Impact of the Zonal Flows on the Relative Short-Scale ULF Electromagnetic Waves in the Shear Flow Driven Ionosphere

Abstract

Influence of the large-scale zonal flows and magnetic fields on the relative short-scale ULF electromagnetic waves in the dissipative ionosphere in the presence of a smooth inhomogeneous zonal wind (shear flow) is studied. A broad spectrum of Alfvenic-like electromagnetic fluctuations appears from electromagnetic drift turbulence and evidence of the existence of magnetic fluctuations in the shear flow region is shown in the experiments.
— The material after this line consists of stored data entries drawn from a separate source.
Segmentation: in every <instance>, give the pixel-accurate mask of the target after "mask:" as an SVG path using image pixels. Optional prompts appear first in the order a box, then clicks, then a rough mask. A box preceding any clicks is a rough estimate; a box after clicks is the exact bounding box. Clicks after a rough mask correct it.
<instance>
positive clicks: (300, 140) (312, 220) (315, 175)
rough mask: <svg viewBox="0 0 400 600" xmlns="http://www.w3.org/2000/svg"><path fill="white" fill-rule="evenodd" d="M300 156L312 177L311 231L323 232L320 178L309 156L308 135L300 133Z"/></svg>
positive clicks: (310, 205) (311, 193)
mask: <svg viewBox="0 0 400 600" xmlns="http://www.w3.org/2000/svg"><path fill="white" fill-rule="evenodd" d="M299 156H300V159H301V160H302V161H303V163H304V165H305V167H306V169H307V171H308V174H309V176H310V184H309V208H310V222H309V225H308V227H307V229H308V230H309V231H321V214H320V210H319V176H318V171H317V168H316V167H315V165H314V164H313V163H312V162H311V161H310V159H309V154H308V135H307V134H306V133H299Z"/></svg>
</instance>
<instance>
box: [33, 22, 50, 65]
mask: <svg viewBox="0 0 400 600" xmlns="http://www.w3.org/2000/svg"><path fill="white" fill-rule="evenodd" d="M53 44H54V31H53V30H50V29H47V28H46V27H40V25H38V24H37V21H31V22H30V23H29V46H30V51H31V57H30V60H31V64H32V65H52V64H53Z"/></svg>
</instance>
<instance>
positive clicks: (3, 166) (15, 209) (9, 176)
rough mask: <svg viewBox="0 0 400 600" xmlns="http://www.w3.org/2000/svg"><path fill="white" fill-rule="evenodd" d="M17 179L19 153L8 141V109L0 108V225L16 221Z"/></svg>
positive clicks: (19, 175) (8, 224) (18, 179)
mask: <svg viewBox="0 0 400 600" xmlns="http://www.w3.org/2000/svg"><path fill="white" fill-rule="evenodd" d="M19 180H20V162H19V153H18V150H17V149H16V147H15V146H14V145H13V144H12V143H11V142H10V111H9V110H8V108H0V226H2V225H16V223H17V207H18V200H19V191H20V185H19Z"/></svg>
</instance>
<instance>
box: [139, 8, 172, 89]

In present work one possible theoretical explanation of the generation of electromagnetic fluctuations in DW-ZF systems is given. For shear flows, the operators of the linear problem are non-selfconjugate and therefore the eigenfunctions of the problem are non-normal. The non-normality results in linear transient growth with bursts of the perturbations and the mode coupling, which causes the generation of electromagnetic waves from the drift wave–shear flow system. We show that the transient growth substantially exceeds the growth of the classical dissipative trapped-particle instability of the system. Excitation of electromagnetic fluctuations in DW-ZF systems leads to the Attenuation-suppression of the short-scale turbulence.